Dec 15, 2005 19:52
I am not sure what to make of this article that I found in my Mom's office. It is about sex education classes in schools. I believe it was from the U.S. News Magazine. I am not sure though so don't quote me on that. I am not trying to offend anyone. I do that on purpose, you will know when I want to offend you. Seriously though, take a minute to look at some of the things that are not only being put out in schools, but also in our "oh so tolerant" world. I will throw this in here and you guys can put your input in on it.
"Sex For Dummies"
by John Leo
May 23, 2005
When covering a dispute over sex education in public schools, many reporters know what to do. Just type that the fundamentalist yahoos are at it again. For all we know, editors have installed a special time saving key on newsroom computers so that the usual sex-ed news article pops out in 15 seconds or less. A classic example is the front-page Washington Post piece for Saturday, My 7, dealing with a new pilot program in Montgomery County, Md. The reporters managed to associate the protest with national right-wing Christian politics, the anti-evolution crusade, and Dorothy's discovery in the Wizard of Oz that she wasn't in Kansas anymore. (For a deft [take-down] of the bias in this piece, go to oxblog.com and scroll down to the May 8 analysis "More Ignorant Christian Fundamentalists?")
The school system withdrew the curriculum, for the current school term at least, after a federal judge, Alexander Williams Jr., issued a 10-day restraining order on two First Amendment grounds. Those grounds were viewpoint discrimination (the curriculum teaches "the moral rightness of the homosexual lifestyle" to the exclusion of other perspectives, the judge said) and stat entanglement in religion. The curriculum depicts the churches that endorse homosexuality as theologically sound, while singling out Baptist and fundamentalists for scorn. Churches differ, the curriculum says, but all agree that Jesus said nothing about homosexuality. Why the state should involve itself in telling us which religions are wrong and what Jesus said or didn't say is obscure.
Resistance to anything-goes sexual preaching in the schools is routinely depicted as a phenomenon of conservative Christians, but in an analysis of health textbooks, Gilbert Sewall of the American Textbook Council says that the sexual assumptions of the aggressive "health lobby" offend lots of Americans of all faiths and none. Sewall wants sex education to find a middle ground between abstinence-only programs and the muscular "health lobby."
Even apart from the church-state entanglement, the Montgomery curriculum is out of line in dismissing moral claims as myths. On what basis can a state institution tell parents and children that their morality is faulty? In dealing with homosexuality, the job of the school is to teach tolerance, not disparage traditional views. Gays are our neighbors and should be treated with respect. Citizens for a Responsible Curriculum, one of two local groups opposing the curriculum, makes this point clearly. "Teaching respect for persons with same-sex attraction is appropriate and right," the group says. "But demanding affirmation of a homosexual orientation and behavior goes beyond the ethic of tolerance." The curriculum does in fact teach approval, but it can't be imposed by state schools.

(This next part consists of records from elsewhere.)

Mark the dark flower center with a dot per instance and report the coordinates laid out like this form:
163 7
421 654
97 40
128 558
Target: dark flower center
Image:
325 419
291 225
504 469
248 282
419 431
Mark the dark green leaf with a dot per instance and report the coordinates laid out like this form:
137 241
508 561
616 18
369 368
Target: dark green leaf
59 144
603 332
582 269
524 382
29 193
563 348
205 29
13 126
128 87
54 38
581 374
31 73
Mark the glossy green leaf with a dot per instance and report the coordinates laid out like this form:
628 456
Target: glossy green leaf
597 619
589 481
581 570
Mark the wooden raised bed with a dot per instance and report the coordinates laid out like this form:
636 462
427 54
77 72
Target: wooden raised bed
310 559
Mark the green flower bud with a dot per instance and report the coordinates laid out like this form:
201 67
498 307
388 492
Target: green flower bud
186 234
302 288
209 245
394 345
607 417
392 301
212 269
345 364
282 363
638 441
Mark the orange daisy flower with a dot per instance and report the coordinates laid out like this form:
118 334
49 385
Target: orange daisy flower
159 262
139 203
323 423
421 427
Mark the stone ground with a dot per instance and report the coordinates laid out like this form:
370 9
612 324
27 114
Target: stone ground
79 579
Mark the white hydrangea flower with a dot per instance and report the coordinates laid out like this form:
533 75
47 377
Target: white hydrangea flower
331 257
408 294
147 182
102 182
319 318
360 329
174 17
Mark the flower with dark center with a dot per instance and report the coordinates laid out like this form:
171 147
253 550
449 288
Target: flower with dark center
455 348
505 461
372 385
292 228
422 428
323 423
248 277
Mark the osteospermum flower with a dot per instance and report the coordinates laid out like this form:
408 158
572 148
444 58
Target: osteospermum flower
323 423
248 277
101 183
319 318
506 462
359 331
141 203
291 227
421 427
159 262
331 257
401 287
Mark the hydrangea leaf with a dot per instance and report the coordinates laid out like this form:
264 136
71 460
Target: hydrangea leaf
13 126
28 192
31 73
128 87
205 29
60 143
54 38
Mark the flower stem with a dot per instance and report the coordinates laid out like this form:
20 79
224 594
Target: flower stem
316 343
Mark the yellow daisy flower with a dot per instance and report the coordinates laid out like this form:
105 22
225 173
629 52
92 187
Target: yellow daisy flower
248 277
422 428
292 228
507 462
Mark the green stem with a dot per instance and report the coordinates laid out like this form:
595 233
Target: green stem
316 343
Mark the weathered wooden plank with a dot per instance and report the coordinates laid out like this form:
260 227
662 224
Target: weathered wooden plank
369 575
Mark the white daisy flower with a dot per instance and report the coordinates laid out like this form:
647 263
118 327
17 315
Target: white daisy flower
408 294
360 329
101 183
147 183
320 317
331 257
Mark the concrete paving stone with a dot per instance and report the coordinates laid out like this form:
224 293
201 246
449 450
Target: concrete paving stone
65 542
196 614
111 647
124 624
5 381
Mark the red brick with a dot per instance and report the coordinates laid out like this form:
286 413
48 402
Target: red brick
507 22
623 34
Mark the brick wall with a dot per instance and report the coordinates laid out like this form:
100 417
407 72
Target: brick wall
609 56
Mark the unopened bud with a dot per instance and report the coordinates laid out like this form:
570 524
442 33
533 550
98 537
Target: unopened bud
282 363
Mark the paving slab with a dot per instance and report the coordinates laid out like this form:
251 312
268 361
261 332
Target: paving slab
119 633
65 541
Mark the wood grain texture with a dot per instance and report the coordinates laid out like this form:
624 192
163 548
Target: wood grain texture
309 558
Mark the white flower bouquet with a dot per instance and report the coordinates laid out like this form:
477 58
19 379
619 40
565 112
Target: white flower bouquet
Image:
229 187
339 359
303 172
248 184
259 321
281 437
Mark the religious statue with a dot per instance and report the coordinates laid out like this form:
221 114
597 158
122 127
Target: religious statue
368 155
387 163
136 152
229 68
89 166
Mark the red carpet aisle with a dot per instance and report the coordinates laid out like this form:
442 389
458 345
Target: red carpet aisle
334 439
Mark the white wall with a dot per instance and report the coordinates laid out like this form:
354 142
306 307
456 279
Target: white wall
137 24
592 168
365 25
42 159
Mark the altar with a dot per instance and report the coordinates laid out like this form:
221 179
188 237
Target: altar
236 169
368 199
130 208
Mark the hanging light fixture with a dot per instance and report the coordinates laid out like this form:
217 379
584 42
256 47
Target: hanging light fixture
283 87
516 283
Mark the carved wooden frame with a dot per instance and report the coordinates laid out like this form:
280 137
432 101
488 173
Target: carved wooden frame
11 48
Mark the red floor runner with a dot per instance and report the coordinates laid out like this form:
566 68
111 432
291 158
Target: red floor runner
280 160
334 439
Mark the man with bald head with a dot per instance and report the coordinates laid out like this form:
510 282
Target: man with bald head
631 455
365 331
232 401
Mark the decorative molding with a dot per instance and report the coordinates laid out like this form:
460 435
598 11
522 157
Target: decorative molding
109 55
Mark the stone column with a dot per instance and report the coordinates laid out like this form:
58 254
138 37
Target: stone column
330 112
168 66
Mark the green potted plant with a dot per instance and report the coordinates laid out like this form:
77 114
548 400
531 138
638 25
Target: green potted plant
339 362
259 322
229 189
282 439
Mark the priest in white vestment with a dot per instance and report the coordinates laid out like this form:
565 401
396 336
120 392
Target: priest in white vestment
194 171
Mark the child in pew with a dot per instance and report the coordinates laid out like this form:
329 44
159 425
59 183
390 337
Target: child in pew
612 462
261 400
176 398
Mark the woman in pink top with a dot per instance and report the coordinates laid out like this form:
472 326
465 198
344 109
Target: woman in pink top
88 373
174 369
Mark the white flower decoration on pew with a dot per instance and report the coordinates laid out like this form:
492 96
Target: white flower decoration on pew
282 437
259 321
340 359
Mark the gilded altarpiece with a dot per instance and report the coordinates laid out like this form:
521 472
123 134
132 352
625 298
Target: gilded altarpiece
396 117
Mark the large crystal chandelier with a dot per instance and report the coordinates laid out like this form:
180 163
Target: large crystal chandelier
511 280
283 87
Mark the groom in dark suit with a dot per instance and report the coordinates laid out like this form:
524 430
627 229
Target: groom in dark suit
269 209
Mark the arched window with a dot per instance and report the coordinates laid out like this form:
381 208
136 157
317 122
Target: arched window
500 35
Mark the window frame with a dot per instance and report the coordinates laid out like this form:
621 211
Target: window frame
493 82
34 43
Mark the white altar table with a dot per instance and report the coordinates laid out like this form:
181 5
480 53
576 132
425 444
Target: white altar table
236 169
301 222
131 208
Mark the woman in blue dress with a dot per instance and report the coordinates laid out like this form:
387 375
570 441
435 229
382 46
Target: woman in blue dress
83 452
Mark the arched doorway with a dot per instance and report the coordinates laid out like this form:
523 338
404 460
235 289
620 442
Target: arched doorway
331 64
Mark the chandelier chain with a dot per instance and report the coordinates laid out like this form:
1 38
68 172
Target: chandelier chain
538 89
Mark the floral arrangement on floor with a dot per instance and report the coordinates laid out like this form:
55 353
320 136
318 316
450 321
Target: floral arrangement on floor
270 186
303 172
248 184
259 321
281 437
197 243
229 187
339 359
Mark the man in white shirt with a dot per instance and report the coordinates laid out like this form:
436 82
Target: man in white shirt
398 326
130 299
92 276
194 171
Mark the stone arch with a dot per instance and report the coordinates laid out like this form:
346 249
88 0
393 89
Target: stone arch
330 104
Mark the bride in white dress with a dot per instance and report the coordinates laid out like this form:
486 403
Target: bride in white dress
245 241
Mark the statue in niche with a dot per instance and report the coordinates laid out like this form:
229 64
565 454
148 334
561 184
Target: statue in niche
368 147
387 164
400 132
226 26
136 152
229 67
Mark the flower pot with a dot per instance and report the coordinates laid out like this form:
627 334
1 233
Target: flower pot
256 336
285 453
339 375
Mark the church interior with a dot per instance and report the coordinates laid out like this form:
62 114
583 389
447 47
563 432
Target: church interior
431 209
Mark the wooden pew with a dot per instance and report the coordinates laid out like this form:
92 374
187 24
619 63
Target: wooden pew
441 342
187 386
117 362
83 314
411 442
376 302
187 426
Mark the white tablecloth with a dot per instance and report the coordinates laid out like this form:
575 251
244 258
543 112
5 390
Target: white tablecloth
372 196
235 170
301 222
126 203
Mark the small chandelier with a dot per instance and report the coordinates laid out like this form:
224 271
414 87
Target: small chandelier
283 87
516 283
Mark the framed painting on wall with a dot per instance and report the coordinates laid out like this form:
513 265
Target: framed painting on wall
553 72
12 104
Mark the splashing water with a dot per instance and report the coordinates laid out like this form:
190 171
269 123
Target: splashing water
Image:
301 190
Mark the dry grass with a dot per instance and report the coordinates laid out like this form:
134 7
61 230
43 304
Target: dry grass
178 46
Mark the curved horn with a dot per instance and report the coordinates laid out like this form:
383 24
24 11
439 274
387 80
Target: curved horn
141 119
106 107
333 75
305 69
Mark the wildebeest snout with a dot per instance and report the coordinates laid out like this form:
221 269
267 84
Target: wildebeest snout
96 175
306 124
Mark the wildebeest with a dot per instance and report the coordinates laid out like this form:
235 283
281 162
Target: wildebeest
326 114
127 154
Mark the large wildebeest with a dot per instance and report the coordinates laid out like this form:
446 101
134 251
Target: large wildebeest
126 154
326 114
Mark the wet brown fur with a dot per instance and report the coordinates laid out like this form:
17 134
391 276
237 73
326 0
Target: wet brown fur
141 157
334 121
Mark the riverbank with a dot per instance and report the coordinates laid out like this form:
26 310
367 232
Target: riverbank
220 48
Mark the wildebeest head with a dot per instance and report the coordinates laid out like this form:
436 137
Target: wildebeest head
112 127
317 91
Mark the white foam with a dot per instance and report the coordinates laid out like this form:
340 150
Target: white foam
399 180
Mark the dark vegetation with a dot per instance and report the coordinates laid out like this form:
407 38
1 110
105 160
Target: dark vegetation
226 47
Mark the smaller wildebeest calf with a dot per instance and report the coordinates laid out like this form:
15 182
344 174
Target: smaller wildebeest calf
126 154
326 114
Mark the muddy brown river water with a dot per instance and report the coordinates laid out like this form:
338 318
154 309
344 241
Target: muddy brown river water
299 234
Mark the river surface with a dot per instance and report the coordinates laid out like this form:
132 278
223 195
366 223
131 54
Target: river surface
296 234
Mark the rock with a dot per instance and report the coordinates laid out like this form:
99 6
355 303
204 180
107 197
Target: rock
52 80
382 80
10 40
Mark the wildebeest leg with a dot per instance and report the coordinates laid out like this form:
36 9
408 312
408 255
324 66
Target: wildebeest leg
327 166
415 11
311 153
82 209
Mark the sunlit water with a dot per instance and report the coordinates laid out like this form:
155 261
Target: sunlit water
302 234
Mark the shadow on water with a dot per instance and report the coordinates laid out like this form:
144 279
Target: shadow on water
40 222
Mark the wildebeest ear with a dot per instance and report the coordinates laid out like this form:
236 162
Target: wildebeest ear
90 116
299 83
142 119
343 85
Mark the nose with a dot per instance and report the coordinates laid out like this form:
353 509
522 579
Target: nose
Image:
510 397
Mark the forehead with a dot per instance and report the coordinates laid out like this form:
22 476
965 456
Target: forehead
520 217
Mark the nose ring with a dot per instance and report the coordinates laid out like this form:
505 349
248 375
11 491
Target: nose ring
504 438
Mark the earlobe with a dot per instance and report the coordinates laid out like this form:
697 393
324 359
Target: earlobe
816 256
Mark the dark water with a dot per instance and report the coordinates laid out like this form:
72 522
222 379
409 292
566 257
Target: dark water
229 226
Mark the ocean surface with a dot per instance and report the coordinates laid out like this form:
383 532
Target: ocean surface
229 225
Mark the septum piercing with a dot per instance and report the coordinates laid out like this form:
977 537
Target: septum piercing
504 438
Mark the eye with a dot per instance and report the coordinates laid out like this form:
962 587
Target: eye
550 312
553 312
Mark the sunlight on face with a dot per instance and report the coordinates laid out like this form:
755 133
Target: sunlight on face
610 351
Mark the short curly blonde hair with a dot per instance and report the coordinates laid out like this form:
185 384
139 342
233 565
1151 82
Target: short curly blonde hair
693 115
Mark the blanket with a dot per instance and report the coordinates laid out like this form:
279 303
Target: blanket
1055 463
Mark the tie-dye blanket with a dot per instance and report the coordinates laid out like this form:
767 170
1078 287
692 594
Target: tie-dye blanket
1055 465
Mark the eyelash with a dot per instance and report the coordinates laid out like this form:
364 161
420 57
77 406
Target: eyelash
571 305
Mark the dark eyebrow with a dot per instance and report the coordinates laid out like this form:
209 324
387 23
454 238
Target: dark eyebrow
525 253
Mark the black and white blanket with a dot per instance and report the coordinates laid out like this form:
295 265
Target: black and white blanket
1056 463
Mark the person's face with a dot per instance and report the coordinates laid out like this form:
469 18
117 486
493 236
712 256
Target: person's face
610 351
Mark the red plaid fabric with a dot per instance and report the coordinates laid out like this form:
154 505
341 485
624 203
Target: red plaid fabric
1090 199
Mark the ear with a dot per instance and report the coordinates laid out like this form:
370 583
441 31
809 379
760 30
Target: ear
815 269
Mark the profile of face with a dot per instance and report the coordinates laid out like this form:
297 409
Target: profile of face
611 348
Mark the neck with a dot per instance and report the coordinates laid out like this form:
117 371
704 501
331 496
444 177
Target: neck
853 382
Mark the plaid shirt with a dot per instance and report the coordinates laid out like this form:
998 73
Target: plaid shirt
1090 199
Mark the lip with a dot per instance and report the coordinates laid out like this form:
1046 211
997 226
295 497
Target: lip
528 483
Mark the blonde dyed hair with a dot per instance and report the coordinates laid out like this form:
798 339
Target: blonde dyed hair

Indoctrination. Much of the most contested material is tucked away in the teachers' resources guide. Citizens for a Responsible Curriculum complains that health teachers did not mention or show the teachers' materials at parent meetings. "When asked about them," the group said, "the standard answer was they were 'for the teachers only to use and not of interest to the parents.'"
There's a reason why so many sex-ed specialists slide into indoctrination almost without noticing what they are doing. The programs are often prepared with heavy input from Planned Parenthood, gay groups, and the Sexuality Information and Education Council of the United States, all of which operate on assumptions that much of the public does not share. One assumption is that sex is simply a smorgasbord of choice, and it doesn't really make any difference whom you have sex with or how, as long as you have orgasms and use contraceptives. "Oral, anal, and vaginal sex" all require condoms, says an earnest young woman in a video (since withdrawn from the curriculum) that demonstrates the proper way to place a condom on a cucumber. Elsewhere, the curriculum says, "Sex play with friends of the same gender is not uncommon during early adolescence." Whatever.
The strangest aspect of the Montgomery curriculum is the insistence that students should ponder their gender identity. In plain English, this means boys should examine whether they really want to be boys, and girls should wonder if they should be girls. This is a current obsession in the world of sex-ed, apparently inserted here to accommodate transvestites and transsexuals.
The good new is that local parents and their friends were able to make a solid case, take it to a reasonable judge, and get the county to back down, at least for now. It's a model of how dissenters in other communities should act.